Interestingly, institutions like Stanford University are already implementing this forward-thinking approach. The university offers a programme called CS+X, which integrates its computer science degree with humanities degrees, resulting in a Bachelor of Arts and Science qualification.
Revisiting laws and regulation
For this type of evolution to happen, the onus is on policy makers to revisit current laws and even bring in new regulations. Policy makers need to identify the groups most at risk of losing their jobs and create strategies to reintegrate them into the economy.
Simultaneously, though AI could be hugely beneficial in areas such as curbing poor access to healthcare and improving diagnoses for example, physicians may avoid using this technology for fear of malpractice.
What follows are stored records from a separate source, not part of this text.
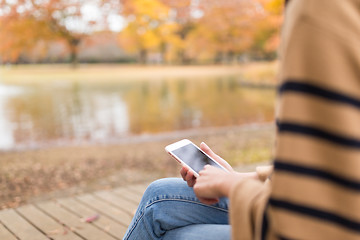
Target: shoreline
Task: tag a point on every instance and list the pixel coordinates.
(140, 138)
(39, 174)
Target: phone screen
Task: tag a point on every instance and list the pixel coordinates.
(193, 157)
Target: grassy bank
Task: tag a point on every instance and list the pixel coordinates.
(100, 73)
(45, 173)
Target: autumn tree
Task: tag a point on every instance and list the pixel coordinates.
(26, 22)
(226, 29)
(149, 27)
(267, 34)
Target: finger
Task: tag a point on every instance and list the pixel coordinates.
(183, 172)
(209, 201)
(208, 150)
(190, 179)
(217, 158)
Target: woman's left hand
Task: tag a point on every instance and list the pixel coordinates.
(214, 183)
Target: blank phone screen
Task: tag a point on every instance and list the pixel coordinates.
(193, 157)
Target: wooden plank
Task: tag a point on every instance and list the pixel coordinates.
(129, 195)
(5, 234)
(122, 203)
(138, 188)
(115, 229)
(19, 226)
(86, 230)
(103, 207)
(46, 224)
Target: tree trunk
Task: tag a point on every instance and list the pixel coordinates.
(74, 50)
(143, 56)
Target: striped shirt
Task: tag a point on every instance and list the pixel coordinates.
(314, 191)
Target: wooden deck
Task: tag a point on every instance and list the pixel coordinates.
(64, 218)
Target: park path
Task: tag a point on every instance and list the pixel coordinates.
(70, 218)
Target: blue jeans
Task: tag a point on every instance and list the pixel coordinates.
(169, 209)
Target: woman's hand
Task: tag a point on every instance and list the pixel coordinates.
(189, 177)
(214, 183)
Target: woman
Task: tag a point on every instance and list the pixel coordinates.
(314, 192)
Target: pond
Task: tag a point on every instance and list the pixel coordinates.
(32, 116)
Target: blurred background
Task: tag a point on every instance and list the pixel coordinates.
(91, 91)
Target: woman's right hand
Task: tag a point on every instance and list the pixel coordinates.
(189, 177)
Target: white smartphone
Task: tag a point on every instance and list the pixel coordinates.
(191, 156)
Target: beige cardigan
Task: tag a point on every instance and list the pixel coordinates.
(314, 192)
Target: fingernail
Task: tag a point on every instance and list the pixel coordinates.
(205, 144)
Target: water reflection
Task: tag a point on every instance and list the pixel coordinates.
(62, 113)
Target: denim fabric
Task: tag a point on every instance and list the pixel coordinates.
(169, 209)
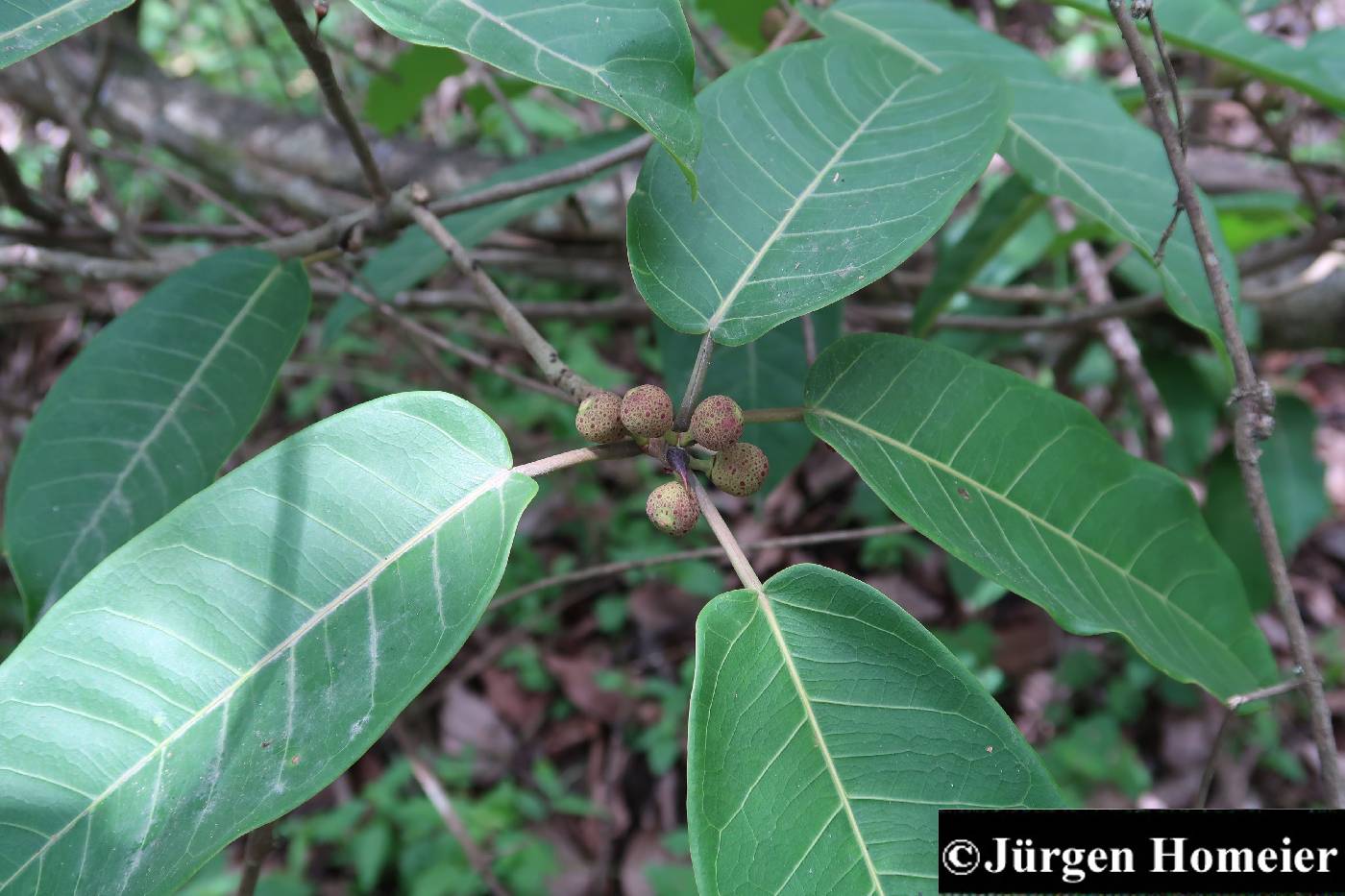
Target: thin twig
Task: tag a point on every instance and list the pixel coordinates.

To avoid this, we need regulation that closes the gap between the pace of technological change and that of regulatory response. It will also become essential to develop a code of ethics for this new ecosystem.
Preparing for the future
With the recent convergence of a transformative set of technologies, economies are entering a period in which AI has the potential overcome physical limitations and open up new sources of value and growth.
To avoid missing out on this opportunity, policy makers and business leaders must prepare for, and work toward, a future with AI. We must do so not with the idea that AI is simply another productivity enhancer. Rather, we must see AI as the tool that can transform our thinking about how growth is created.
It comes down to a choice of our people and economies being part of the technological disruption, or being left behind.